The higher education industry has not fully recognized the risks it faces in data security, Shamblin said.
“Higher education [is slower] in understanding that they are at risk [more] than other industries, where it is more obvious,” he said. “If you are in the banking industry, it’s kind of obvious that people are going to come after you because that’s where the money is. And they are typically a bit more sure in security than other organizations. For hackers looking for pockets of opportunity, it’s easier to attack higher [education] because it is a little less secure. They are basically going after low-hanging fruit.”
BU was hit by a phishing incident in December 2013, where emails that asked for passwords were sent to BU employees, and several paychecks were rerouted from employees’ direct deposit accounts. Although hackers attempt to attack BU on a daily basis, Shamblin said, there have been no successful attempts since. In order to further secure the BU system, Shamblin said that the Information Security team is working on a new protocol called two-factor authentication.
“Two-factor authentication means not only you have to use your password, but you also have to have something else, typically your mobile phone,” he said. “When somebody tries to log in to your system and change bank account information now, not only do you have to provide your password, but when they do that, a message goes to your phone, and you get a message saying, ‘Somebody tried to access your account. Is this you?’ And you can verify yes or no. And if it is not you, a report is sent to Information Security so we can try to investigate whether there was a fraudulent access to your account.”
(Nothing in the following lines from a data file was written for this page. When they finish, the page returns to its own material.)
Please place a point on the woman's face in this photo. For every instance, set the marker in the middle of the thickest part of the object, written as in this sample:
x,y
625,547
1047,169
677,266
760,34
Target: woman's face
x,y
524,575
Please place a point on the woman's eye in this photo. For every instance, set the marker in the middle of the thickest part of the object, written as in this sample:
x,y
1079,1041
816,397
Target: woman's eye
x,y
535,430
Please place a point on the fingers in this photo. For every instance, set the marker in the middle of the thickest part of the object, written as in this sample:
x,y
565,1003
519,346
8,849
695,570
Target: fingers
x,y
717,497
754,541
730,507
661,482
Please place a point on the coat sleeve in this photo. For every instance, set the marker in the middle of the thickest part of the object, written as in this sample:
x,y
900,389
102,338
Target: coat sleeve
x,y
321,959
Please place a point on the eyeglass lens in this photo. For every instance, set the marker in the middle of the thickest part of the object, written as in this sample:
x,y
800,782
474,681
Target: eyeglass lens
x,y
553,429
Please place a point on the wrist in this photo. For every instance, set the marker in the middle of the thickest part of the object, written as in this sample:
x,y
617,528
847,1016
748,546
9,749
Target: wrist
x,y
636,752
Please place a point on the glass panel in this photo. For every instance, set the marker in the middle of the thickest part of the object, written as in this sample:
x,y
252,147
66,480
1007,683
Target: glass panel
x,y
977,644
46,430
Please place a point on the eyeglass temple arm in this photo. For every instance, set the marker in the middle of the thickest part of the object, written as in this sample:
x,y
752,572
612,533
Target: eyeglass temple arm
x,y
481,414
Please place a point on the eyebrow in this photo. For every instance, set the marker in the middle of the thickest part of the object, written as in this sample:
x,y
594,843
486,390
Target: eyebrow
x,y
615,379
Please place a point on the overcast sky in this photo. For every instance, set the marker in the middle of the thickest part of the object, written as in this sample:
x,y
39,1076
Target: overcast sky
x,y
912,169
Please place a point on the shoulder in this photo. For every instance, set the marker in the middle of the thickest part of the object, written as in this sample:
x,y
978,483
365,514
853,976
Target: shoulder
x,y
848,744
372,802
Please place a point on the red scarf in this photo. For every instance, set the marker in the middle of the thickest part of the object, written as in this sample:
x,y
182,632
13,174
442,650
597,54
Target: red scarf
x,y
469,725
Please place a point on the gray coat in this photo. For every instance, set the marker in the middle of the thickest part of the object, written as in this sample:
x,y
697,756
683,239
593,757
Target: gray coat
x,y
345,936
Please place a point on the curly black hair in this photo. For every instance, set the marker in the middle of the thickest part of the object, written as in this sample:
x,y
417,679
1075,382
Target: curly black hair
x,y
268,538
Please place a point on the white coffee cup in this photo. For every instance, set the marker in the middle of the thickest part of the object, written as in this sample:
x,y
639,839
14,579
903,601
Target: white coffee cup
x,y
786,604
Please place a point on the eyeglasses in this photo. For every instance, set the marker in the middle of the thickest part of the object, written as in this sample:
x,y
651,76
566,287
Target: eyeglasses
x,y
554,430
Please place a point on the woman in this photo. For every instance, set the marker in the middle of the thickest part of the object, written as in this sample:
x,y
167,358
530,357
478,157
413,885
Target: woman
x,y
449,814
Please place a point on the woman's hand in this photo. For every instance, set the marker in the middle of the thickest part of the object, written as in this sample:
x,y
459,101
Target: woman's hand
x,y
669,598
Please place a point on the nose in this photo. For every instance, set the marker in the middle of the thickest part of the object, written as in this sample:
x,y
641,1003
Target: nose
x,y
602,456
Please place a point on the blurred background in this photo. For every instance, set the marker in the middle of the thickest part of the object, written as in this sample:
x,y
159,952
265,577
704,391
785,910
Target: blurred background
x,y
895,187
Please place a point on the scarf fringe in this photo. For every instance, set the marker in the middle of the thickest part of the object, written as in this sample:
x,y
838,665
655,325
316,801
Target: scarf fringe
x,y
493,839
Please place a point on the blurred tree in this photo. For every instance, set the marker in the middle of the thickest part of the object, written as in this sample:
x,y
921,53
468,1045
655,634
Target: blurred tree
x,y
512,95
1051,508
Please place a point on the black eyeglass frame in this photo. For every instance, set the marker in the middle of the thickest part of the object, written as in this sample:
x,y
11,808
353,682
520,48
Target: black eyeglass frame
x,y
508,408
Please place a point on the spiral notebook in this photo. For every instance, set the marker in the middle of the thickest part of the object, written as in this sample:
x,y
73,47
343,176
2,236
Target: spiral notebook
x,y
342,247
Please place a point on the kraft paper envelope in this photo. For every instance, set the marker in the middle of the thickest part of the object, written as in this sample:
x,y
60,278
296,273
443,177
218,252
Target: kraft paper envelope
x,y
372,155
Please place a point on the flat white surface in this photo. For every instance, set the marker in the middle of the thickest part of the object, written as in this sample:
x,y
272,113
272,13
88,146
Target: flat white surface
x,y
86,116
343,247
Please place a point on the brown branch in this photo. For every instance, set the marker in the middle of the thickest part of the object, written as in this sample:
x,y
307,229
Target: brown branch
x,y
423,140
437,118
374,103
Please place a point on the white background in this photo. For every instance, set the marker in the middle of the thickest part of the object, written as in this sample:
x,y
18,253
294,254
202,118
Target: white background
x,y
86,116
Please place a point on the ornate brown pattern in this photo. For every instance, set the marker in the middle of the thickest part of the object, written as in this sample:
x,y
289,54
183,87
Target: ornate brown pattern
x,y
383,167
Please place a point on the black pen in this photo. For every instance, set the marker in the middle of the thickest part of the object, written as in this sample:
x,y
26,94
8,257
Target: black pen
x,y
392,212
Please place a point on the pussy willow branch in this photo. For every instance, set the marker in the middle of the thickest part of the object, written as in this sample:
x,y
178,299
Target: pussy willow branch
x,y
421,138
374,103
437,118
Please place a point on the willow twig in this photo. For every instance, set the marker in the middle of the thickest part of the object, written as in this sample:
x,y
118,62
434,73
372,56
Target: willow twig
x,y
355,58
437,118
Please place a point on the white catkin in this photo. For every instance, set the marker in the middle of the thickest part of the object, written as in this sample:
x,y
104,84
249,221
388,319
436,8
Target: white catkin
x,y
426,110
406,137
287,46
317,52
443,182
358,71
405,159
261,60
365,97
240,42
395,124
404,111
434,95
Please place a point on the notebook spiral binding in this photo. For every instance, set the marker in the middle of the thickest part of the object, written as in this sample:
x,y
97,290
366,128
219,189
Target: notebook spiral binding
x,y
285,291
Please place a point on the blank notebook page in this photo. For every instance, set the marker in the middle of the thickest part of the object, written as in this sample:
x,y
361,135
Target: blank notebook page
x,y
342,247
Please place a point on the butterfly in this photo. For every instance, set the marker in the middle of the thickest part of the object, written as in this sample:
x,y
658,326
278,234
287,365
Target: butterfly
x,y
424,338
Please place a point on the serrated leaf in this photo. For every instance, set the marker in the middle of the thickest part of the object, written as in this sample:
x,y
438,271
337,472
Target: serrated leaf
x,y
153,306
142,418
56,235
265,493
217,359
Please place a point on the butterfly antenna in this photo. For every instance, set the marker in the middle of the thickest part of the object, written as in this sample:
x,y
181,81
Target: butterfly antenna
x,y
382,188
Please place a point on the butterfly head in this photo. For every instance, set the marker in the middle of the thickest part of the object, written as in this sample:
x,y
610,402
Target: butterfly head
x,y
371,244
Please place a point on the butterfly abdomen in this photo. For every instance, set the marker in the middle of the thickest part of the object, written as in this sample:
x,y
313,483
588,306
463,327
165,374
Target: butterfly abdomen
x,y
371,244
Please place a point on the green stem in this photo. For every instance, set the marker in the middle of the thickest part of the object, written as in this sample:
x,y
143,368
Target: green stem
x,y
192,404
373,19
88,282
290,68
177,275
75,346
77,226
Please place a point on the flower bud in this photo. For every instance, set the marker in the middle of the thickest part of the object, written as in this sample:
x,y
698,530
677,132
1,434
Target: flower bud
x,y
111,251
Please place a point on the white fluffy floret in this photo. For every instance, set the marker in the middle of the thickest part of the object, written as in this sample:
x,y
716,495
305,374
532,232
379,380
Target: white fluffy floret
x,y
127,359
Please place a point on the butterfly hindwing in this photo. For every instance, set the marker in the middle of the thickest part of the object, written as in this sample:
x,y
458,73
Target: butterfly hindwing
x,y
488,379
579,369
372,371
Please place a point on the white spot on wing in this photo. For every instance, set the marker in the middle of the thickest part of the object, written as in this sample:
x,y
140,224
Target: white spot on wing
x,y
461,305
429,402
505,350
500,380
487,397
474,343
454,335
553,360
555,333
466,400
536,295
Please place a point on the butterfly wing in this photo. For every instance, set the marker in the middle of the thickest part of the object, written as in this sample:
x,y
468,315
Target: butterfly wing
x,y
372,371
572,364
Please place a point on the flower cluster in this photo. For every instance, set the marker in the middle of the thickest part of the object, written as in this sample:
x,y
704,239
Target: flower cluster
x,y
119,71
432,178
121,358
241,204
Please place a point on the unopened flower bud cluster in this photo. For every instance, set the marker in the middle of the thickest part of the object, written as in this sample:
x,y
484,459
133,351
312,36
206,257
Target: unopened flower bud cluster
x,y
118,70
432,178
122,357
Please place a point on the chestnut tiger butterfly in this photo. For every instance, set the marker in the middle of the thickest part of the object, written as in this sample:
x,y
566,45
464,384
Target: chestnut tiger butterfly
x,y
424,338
But before this system is implemented at BU, there are several measures students can take to secure their accounts that hold personal information, including password protection.
“I recommend a minimum of three different passwords,” Shamblin said. “One that you use for email and you don’t use it anywhere else, period. Second, the password for your bank and maybe your credit card. And then you have another password that you use for regular sites.”
Shamblin also recommended third-party password managers, which store and memorize your passwords so users don’t have to.
Another precautionary measure is to simply use cash rather than credit or debit cards as a form of payment, Campo suggested. Or, for those who don’t like to carry cash, use a credit card over a debit card.
“They [an individual] could use their credit card while shopping instead of a debit card because a credit card gives the consumer a better chance of finding an unauthorized charge,” she said. “So if the card is compromised, the thieves won’t have direct access to the consumer’s bank account.”